1

Using a user-defined function I have to join the lower and higher bound of confidence intervals (named as CIlow and CIhigh) of a selected number of columns from a data frame. The data frame has CIlow and CIhigh for a number of groups (named as a, b and c) and for a number row (in this example just two).

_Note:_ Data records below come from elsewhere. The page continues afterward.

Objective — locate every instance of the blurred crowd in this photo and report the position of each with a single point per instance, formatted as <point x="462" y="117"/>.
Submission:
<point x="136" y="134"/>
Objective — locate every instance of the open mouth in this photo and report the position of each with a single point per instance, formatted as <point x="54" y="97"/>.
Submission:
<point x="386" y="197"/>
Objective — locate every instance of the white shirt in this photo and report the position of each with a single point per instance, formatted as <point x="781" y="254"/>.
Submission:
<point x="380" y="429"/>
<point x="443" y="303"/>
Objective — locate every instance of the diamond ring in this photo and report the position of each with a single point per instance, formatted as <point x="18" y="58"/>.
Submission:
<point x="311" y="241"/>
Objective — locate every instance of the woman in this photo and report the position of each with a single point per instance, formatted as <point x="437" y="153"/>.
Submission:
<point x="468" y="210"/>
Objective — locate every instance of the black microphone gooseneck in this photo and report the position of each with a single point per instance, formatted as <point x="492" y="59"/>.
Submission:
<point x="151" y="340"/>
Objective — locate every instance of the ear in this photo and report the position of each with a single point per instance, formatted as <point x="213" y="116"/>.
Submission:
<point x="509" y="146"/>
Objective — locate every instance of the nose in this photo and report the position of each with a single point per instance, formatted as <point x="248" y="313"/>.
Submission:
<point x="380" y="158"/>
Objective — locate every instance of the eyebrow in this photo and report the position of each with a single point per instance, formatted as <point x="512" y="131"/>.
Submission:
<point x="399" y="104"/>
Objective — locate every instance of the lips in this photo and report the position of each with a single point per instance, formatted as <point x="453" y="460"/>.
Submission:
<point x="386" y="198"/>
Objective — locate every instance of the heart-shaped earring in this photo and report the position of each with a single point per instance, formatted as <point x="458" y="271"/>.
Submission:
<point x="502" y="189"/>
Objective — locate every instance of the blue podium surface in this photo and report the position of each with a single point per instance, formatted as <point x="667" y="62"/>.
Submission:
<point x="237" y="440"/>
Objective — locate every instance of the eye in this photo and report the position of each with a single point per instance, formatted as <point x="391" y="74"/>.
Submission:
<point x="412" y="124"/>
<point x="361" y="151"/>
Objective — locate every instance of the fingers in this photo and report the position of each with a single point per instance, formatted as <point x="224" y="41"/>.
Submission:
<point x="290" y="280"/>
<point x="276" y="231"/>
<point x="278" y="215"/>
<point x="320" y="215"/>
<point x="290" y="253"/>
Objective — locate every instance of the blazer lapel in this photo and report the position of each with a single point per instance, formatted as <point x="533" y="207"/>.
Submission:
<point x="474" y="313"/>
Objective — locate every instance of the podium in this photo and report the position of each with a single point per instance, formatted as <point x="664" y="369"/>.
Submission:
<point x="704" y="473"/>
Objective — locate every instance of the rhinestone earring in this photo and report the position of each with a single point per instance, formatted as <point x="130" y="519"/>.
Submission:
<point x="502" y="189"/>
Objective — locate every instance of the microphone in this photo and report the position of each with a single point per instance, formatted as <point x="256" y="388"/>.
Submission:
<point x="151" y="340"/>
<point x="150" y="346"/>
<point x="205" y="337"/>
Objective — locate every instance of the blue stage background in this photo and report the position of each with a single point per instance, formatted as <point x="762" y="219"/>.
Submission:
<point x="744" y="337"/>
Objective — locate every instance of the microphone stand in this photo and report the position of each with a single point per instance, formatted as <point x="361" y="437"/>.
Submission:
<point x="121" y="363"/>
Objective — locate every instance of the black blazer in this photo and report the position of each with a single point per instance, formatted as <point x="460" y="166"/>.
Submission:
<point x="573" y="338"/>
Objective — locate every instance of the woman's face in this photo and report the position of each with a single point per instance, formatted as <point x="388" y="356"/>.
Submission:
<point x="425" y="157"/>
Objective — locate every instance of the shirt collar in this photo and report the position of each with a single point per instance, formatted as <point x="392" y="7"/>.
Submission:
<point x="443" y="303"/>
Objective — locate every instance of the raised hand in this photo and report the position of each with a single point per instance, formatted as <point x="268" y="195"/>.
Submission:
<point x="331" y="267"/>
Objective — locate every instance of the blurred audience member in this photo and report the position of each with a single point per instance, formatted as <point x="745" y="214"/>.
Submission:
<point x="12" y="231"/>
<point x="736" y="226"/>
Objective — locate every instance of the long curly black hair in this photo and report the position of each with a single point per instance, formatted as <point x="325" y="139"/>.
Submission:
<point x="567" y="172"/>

See below how the data frame looks like.

dataframe<-data.frame(CIlow_a=c(1.1,1.2),CIlow_b=c(2.1,2.2),CIlow_c=c(3.1,3.2),
CIhigh_a=c(1.3,1.4),CIhigh_b=c(2.3,2.4),CIhigh_c=c(3.3,3.4))

I would like to have a joined column for each group in a selected number of groups (e.g. a, b) among the existing ones (a, b and c).

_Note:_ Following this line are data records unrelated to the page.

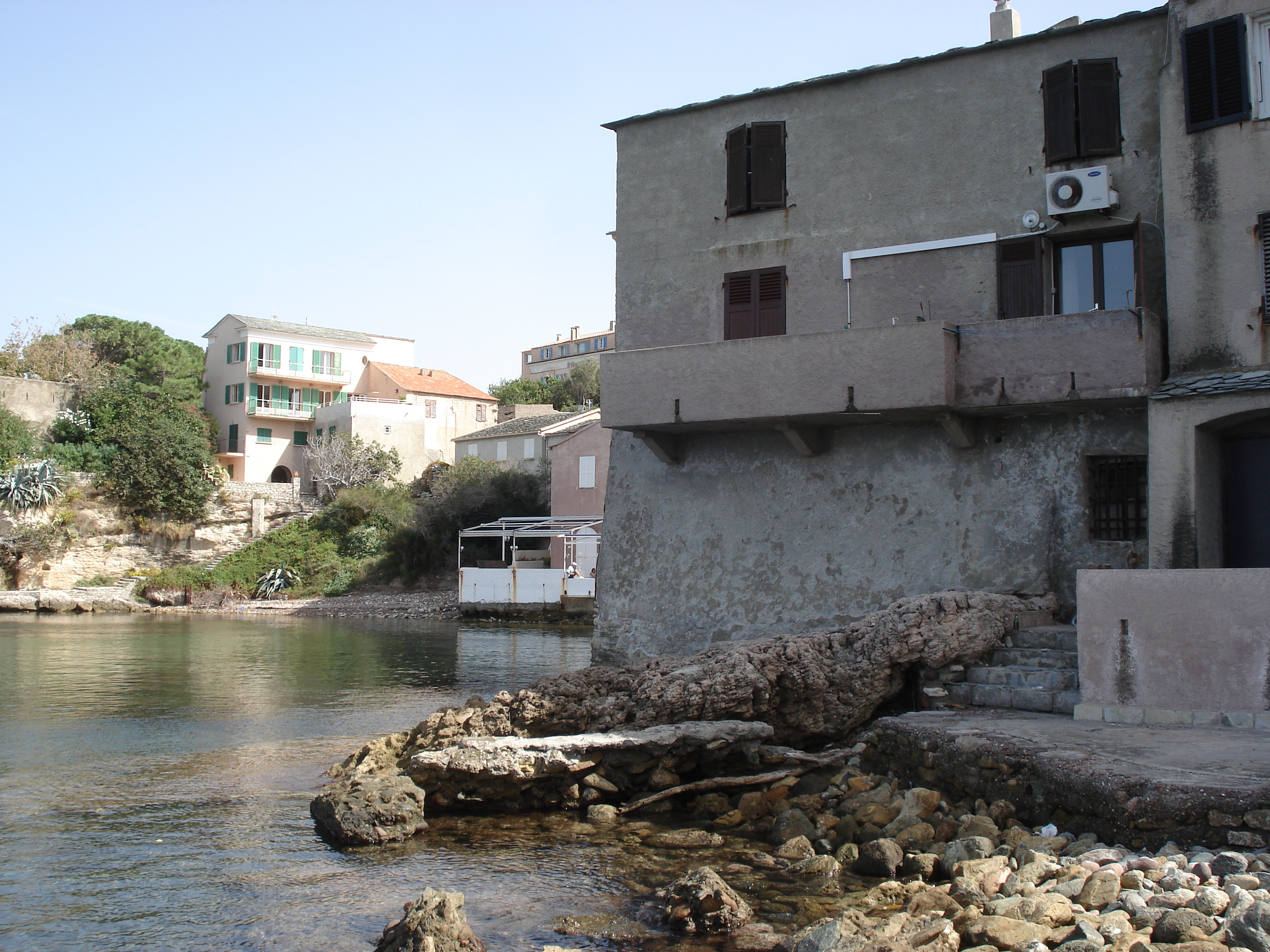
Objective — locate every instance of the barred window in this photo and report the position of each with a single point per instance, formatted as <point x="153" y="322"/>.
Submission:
<point x="1118" y="498"/>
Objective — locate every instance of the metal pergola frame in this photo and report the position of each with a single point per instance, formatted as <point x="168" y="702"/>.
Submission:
<point x="567" y="527"/>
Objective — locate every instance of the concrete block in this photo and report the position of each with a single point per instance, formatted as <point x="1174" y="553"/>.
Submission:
<point x="1164" y="718"/>
<point x="1124" y="715"/>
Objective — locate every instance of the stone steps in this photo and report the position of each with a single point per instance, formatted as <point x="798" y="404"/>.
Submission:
<point x="1038" y="669"/>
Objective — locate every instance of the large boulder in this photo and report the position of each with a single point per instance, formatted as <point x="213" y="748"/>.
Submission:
<point x="366" y="810"/>
<point x="810" y="687"/>
<point x="701" y="902"/>
<point x="435" y="922"/>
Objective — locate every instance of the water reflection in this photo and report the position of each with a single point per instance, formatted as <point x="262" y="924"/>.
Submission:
<point x="158" y="769"/>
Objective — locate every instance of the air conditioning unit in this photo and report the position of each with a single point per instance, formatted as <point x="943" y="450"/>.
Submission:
<point x="1080" y="191"/>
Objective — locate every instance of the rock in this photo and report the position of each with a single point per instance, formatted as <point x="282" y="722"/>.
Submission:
<point x="524" y="774"/>
<point x="685" y="839"/>
<point x="1000" y="932"/>
<point x="1250" y="928"/>
<point x="365" y="810"/>
<point x="1229" y="864"/>
<point x="797" y="848"/>
<point x="811" y="687"/>
<point x="432" y="923"/>
<point x="701" y="902"/>
<point x="1100" y="890"/>
<point x="880" y="857"/>
<point x="603" y="813"/>
<point x="790" y="824"/>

Thus, the expected output should be the following:

output<-data.frame(CI_a=c("(1.1,1.3)","(1.2,1.4)"),
                  CI_b=c("(2.1,2.3)","(2.2,2.4)"))

To built my own user-defined function I tried the following code:

f<-function(df,gr){

enquo_gr<-enquo(gr)

r<-df%>%
   dplyr::mutate(UQ(paste("CI",quo_name(gr),sep="_")):=
                   sprintf("(%s,%s)",
                           paste("CIlow",UQ(enquo_gr),sep="_"),
                           paste("CIhigh",UQ(enquo_gr),sep="_")))%>%
   dplyr::select(paste("CI",UQ(enquo_gr),sep="_"))

return(r)
}

However when using the above mentioned function in this way

library(dplyr)
group<-c("a","b")
dataframe<-data.frame(CIlow_a=c(1.1,1.2),CIlow_b=c(2.1,2.2),CIlow_c=c(3.1,3.2),CIhigh_a=c(1.3,1.4),CIhigh_b=c(2.3,2.4),CIhigh_c=c(3.3,3.4))

f(df=dataframe,gr=group)

I get the following error message:

Error: expr must quote a symbol, scalar, or call

How could I solve this issue?

PS1: This question is similar to a previous one. However, this question goes one step further because it requires selecting the columns to be merged.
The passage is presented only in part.